Трахнет ли он ее сейчас или дождётся ночи? Будет ли шептать ей всю ту похабщину, что шептал мне? Станет ли вылизывать ее с таким же кайфом, как всегда вылизывал меня? Будет ли нежен или тоже нагнет ее над кроватью и отымеет, как оголодавшая зверюга?

Не знаю, до чего бы меня довела фантазия, но тут сильные руки останавливают мой бег, и внутри на короткий миг распускается хрупким цветком надежда.

Да, несмотря ни на что, я все еще хотела банального и вот уж воистину «неизбывно – женского», чтобы догнал, остановил, вернул. Но, обернувшись, встречаюсь с обеспокоенным взглядом Гридаса, и цветок в моей душе сгорает в огне разочарования.

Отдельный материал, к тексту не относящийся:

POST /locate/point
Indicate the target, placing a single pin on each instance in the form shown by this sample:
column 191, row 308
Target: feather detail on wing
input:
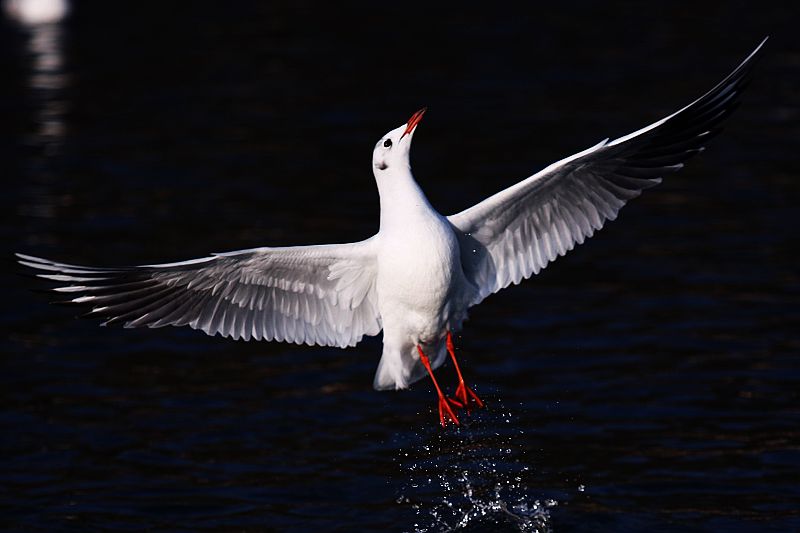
column 518, row 231
column 322, row 295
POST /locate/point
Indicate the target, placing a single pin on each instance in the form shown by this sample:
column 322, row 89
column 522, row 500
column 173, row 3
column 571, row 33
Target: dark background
column 646, row 382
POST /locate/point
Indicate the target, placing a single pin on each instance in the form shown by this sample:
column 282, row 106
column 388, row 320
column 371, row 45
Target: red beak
column 413, row 121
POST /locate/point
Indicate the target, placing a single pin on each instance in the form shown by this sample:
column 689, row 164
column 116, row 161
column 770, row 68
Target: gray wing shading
column 518, row 231
column 322, row 295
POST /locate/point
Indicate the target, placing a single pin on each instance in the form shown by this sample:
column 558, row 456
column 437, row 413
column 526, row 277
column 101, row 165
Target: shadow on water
column 472, row 478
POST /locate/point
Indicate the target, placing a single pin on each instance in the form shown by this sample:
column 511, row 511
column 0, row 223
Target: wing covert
column 518, row 231
column 322, row 295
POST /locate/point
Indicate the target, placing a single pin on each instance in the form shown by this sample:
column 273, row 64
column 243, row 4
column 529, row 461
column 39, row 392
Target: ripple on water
column 471, row 478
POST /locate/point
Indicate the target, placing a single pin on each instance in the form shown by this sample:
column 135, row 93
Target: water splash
column 471, row 478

– Ты куда? Что случилось? – спрашивает этот бородач с добрыми глазами.

– Хотела пройтись, – выдавливаю из себя через силу и сглатываю подступившие слезы. Гридас хмурится, явно ничуть не веря.

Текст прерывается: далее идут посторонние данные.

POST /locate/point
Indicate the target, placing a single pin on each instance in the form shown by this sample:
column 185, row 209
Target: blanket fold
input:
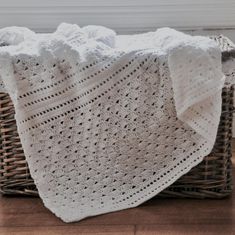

Вот только мне уже все равно. Наверняка он в курсе происходящего, и я кажусь ему до невозможности жалкой терпилой, с чувствами которой можно не считаться. Обхватываю себя за плечи и, дрожа всем телом от слабости, и температуры, прошу, преодолевая унижение и стыд:

– Можно я переночую в машине.

Гридасик хочет возразить, но я не позволяю.

– Пожалуйста. Я не смогу с ними в одном доме, – шепчу со слезами. Сил на споры и гордость не осталось, я даже не уверена, что смогу дойти до машины, где бы она ни была. У меня все болит. Болит настолько, что я не в состояние отличить, где заканчивается боль физическая, а где начинается душевная.

– Пошли, – накидывает Гридас мне свою олимпийку на плечи и, взглянув в глаза, вдруг заявляет. – Неужели до сих пор ни черта не поняла?

– А что я должна понять? – удивленно вскидываю бровь. Ответ ошарашивает еще больше.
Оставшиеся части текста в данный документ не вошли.